Kenya has overtaken Nigeria as the most attractive destination on the continent for start-ups venture capital (VC) investment deals in 2020 despite the COVID-19 pandemic.
A recent venture capital data compilation by Startuplist Africa – a data-driven platform that focuses on African start-ups shows that Kenya accounted for 25percent of the total start-up investments in Africa in 2020, while Nigeria, Africa’s biggest economy accounted for 23percent of the total.
Kenya topped the list of venture capital investment deals with a total of $266million, followed by Nigeria with $237million investments for the period.
South Africa, Africa’s most industrialised economy came in third with $198million investment deals, followed by Egypt and Ghana with $125million and $90million respectively.
Kenya, Nigeria, South Africa, and Egypt remain emphatically Africa’s big four from a funding perspective, accounting for 77 percent of funded start-ups and 89.2 percent of total investment during the period.
The fin-tech sector was, yet again, the most attractive to investors in 2020, with more start-ups securing funding than any other sector and a combined total that exceeded others.
Nigeria’s start-up ecosystem has been gaining lots of momentum in recent years. Lumos, Flutterwave, InfraCredit, Accelerex, and 54Gene topped Nigeria’s most funded start-ups for the period.

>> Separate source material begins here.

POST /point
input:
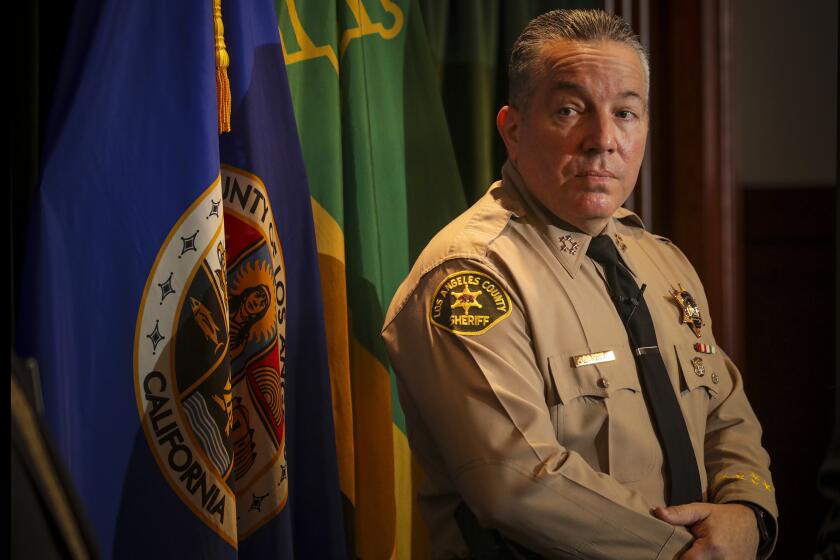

“Nigeria and Kenya have been the leading destination of start-up investments in recent years. So, it is either Nigeria comes up top or Kenya,” said Femi Egbesola, national president, Association of Small Business Owners of Nigeria (ASBON).
“A lot of start-ups are coming up with amazing solutions, especially in the fintech sector. This is fast changing the entrepreneurial ecosystem in the country,” Egbesola said.
Similarly, Oo Nwoye, executive director, Tech Circle says that star-ups in Nigeria have created thousands of jobs and activities within the ecosystem and striving to consolidate the nation’s status as a top-notch international hub by attracting investors and stimulate entrepreneurship in the country.
Nwoye says that Nigeria is transitioning into a dynamic ecosystem offering start-ups a platform to potentially grow into million-dollar businesses.
“Last year, tech companies such as FlutterWave received huge funding from abroad to strengthen their mobile payment solutions,” he said.
Five-year data analysis of start-up investment in Africa’s entrepreneurship ecosystem shows that Nigeria has the most deals with a total of $1.74billion, followed by Kenya with $1.09billion.
Uche Aniche, the convener of StartupSouth, believes that the Nigerian ecosystem has transformed in recent years.
“Thanks to the wave of fresh young talents. Lots of start-ups and small businesses have taken off, creating a surge of co-working spaces and a collaborative spirit that is vital for the success of innovation hubs,” Aniche said.
He says investments in Nigerian companies have grown steadily over the past year, pointing to a relative improvement of the investment in the ecosystem and a huge amount of money available to invest in start-ups.
Nigerian start-ups have continued to scale amid the pandemic as many are now re-strategizing their business model to survive the economic fallout of the pandemic.